Uso y disfrute | FAQ | Autores | ¡Salta! | WikiDisparado

Halon Disparado

Descarga de gas halón 1301. Abandonen la sala.

13 Febrero, 2007

Teoría política y carritos de helados

Clasificado en: Mondo bizarro, Zoon politikonCamarada Bakunin @ 09:00

Imaginemos una playa. Palmeritas, arena blanca, sol, aguas critalinas, y muchos veraneantes, distribuidos de uniformemente en toda su longitud. Digamos que tenemos un kilómetro de costa, con un bañista cada metro; 1000 en total, todos bien repartidos. A esta playa llegan dos vendedores de helados, que tienen como objetivo vender tantos deliciosos refrescos como puedan. Ambos saben que los bañistas son vagos, y van siempre al carrito que les cae más cerca, así que con eso en mente, van a tratar de decidir dónde se colocan. ¿Cuál es el lugar más adecuado?.

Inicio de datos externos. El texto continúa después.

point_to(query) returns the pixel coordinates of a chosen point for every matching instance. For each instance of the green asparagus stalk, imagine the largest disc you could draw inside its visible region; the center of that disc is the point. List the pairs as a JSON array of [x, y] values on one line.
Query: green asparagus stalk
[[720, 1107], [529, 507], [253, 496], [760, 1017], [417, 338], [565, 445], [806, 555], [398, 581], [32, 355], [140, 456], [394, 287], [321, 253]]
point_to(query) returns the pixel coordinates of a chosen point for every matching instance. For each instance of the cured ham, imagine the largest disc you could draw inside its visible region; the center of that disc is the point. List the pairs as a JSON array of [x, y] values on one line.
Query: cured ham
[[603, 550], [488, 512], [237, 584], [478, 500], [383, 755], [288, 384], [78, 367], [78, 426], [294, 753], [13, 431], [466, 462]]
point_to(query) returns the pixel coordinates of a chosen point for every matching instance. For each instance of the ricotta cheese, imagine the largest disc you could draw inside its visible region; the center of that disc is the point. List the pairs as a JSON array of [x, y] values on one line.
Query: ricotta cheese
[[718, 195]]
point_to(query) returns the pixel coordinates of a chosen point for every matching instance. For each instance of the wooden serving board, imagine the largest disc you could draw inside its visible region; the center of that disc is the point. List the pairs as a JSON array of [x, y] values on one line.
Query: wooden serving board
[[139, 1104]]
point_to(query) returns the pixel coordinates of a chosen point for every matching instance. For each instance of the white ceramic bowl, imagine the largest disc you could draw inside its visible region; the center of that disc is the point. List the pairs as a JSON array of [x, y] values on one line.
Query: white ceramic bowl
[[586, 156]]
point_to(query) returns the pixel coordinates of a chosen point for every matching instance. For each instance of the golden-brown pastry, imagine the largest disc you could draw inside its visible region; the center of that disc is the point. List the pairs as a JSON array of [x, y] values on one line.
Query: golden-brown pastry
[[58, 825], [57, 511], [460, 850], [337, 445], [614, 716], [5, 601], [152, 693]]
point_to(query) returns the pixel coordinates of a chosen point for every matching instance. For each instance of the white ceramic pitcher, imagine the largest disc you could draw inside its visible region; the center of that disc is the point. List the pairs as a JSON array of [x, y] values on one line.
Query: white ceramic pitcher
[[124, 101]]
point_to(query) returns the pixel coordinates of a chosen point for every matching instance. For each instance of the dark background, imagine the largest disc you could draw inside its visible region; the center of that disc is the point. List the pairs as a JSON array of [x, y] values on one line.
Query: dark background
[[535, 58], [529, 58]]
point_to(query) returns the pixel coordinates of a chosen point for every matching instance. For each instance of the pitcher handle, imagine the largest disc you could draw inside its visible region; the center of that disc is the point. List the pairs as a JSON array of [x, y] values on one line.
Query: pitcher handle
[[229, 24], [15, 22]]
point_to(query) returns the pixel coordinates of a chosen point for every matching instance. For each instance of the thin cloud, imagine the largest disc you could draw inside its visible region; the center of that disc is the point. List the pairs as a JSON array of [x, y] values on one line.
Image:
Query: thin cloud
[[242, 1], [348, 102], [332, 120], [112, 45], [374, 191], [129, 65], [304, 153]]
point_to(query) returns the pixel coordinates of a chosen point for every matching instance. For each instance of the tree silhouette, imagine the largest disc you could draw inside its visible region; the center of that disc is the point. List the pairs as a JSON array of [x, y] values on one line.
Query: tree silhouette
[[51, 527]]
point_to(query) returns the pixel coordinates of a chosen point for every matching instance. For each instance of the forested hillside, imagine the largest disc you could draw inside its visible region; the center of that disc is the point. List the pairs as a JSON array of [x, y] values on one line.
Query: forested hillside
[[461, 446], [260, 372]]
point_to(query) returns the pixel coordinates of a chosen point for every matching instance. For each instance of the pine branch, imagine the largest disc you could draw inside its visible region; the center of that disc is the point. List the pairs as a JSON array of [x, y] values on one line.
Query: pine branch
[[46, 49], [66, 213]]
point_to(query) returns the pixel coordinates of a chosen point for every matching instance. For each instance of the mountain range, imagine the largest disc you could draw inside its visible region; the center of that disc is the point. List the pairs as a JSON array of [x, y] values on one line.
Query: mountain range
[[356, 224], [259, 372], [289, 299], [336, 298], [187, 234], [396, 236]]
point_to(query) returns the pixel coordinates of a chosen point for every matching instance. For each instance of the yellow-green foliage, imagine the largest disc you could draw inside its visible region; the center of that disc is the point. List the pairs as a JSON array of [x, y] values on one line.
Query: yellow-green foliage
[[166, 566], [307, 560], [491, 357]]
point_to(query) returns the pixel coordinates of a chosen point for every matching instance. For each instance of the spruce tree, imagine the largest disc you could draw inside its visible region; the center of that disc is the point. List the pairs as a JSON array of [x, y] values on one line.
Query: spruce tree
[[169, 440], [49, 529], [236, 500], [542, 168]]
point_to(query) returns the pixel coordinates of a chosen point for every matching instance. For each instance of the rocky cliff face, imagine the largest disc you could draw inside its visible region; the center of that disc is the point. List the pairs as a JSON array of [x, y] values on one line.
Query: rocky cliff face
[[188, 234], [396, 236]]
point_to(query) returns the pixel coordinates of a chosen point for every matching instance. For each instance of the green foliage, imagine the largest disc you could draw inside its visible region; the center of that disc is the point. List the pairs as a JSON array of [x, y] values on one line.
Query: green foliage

Si los vendedores quisieran poner las cosas fáciles a los bañistas, se colocarían cada uno a un lado, a 250 metros del final de la playa, de modo que quien quiere un helado tenga que andar un máximo de un cuarto de kilómetro para llegar a un carrito. El problema, sin embargo, es que eso no sería la decisión más racional, desde un punto de vista individual de cada vendedor. Si uno de los heladeros se mueve 250 metros y se coloca en el centro, este inmediatamente obtendría muchas más ventas. Para empezar, todos los bañistas en su lado de la playa seguirían comprándole a él; aun teniedo que andar medio kilómetro, seguiría siendo el vendedor más cercano. Sin embargo, eso no sería todo, ya que también robaría clientes a su rival; los veraneantes entre el “metro 500″ y el “625″ cambiarían de carrito para andar menos.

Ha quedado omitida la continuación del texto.